Education Secretary Armin Luistro told senators during a hearing on the DepEd's budget for 2012 that one of their targets next year is to have vegetable gardens in schools.
He said this will be done in coordination with the Agriculture and Environment and Natural Resources Departments.
"Our hope is that that would be more sustainable. The students, because they see themselves as part of growing them, will learn to eat vegetables," Luistro said.
Another program the DepEd aims to begin next year is coming up with small packets containing rice, sesame seeds, mongo, and other important nutrients to be distributed to students.
"It's the type that you mix with some other dish just to make sure that the essential nutrition is there," Luistro said.
Luistro noted that some 500,000 students in the country are malnourished.
In a previous hearing on Monday, he said poor nutrition causes students to drop out of school.
"We cannot talk about bringing them to school and teaching them ABC unless we feed them," the secretary said.

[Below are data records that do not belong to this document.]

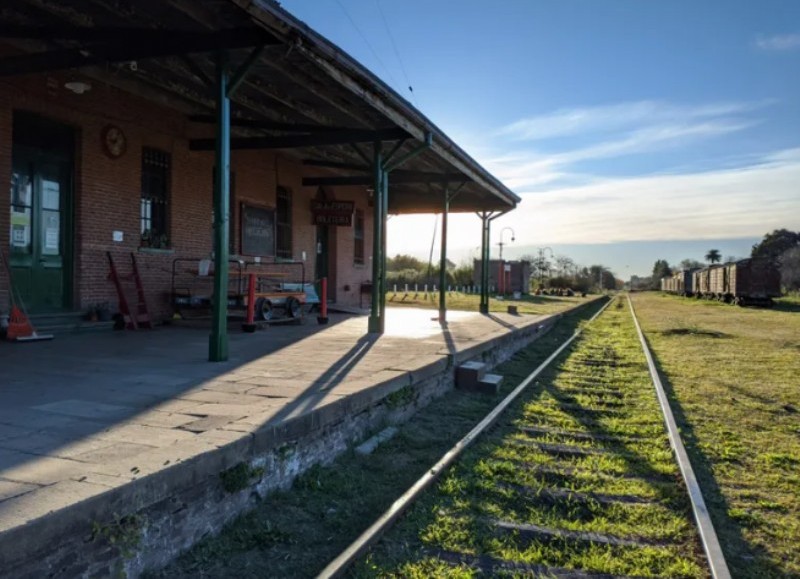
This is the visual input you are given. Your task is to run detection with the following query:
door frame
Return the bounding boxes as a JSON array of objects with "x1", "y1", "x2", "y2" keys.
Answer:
[{"x1": 9, "y1": 109, "x2": 78, "y2": 311}]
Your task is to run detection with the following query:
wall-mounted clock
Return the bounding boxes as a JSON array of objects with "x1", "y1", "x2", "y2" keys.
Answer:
[{"x1": 102, "y1": 125, "x2": 128, "y2": 159}]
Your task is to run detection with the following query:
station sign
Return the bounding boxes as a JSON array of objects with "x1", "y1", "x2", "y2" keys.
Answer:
[{"x1": 311, "y1": 199, "x2": 356, "y2": 227}]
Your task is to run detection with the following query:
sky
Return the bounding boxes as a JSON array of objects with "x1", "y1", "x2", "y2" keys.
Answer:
[{"x1": 282, "y1": 0, "x2": 800, "y2": 278}]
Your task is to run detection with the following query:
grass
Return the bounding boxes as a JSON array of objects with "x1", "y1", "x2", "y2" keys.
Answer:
[
  {"x1": 386, "y1": 291, "x2": 597, "y2": 314},
  {"x1": 632, "y1": 293, "x2": 800, "y2": 578},
  {"x1": 355, "y1": 300, "x2": 707, "y2": 577},
  {"x1": 149, "y1": 304, "x2": 599, "y2": 579}
]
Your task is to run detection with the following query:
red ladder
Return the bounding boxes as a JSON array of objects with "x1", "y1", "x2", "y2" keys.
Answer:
[{"x1": 106, "y1": 251, "x2": 153, "y2": 330}]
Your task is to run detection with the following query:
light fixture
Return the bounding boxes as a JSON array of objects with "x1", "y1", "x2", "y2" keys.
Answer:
[{"x1": 64, "y1": 80, "x2": 92, "y2": 94}]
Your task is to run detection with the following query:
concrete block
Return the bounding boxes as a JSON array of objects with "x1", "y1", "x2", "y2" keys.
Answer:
[
  {"x1": 478, "y1": 374, "x2": 503, "y2": 394},
  {"x1": 456, "y1": 361, "x2": 486, "y2": 390}
]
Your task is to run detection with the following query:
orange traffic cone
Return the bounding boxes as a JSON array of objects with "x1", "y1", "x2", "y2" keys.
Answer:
[{"x1": 6, "y1": 306, "x2": 34, "y2": 342}]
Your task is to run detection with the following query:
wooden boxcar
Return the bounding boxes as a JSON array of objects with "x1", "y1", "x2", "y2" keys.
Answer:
[
  {"x1": 692, "y1": 266, "x2": 713, "y2": 298},
  {"x1": 720, "y1": 258, "x2": 781, "y2": 306}
]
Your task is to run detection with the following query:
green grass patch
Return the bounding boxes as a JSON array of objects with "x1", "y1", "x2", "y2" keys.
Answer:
[
  {"x1": 356, "y1": 304, "x2": 707, "y2": 577},
  {"x1": 149, "y1": 300, "x2": 600, "y2": 579},
  {"x1": 632, "y1": 293, "x2": 800, "y2": 578}
]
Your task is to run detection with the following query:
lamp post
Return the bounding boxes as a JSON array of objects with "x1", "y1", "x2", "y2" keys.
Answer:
[
  {"x1": 497, "y1": 227, "x2": 515, "y2": 294},
  {"x1": 538, "y1": 247, "x2": 554, "y2": 288}
]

Senators urged education officials to prioritize the DepEd's nutrition program, which has a P77 million budget for next year.
Sen. Gregorio Honasan stressed that students should be both "smarter and healthier."
Senate education committee chairman Edgardo Angara, meanwhile, suggested that the DepEd integrate its feeding program with that of the Department of Social Welfare and Development so that more children would benefit.
"If we target grades 3, 4, and 5, we are targeting already the group that is very vulnerable to malnutrition," he told reporters after the hearing.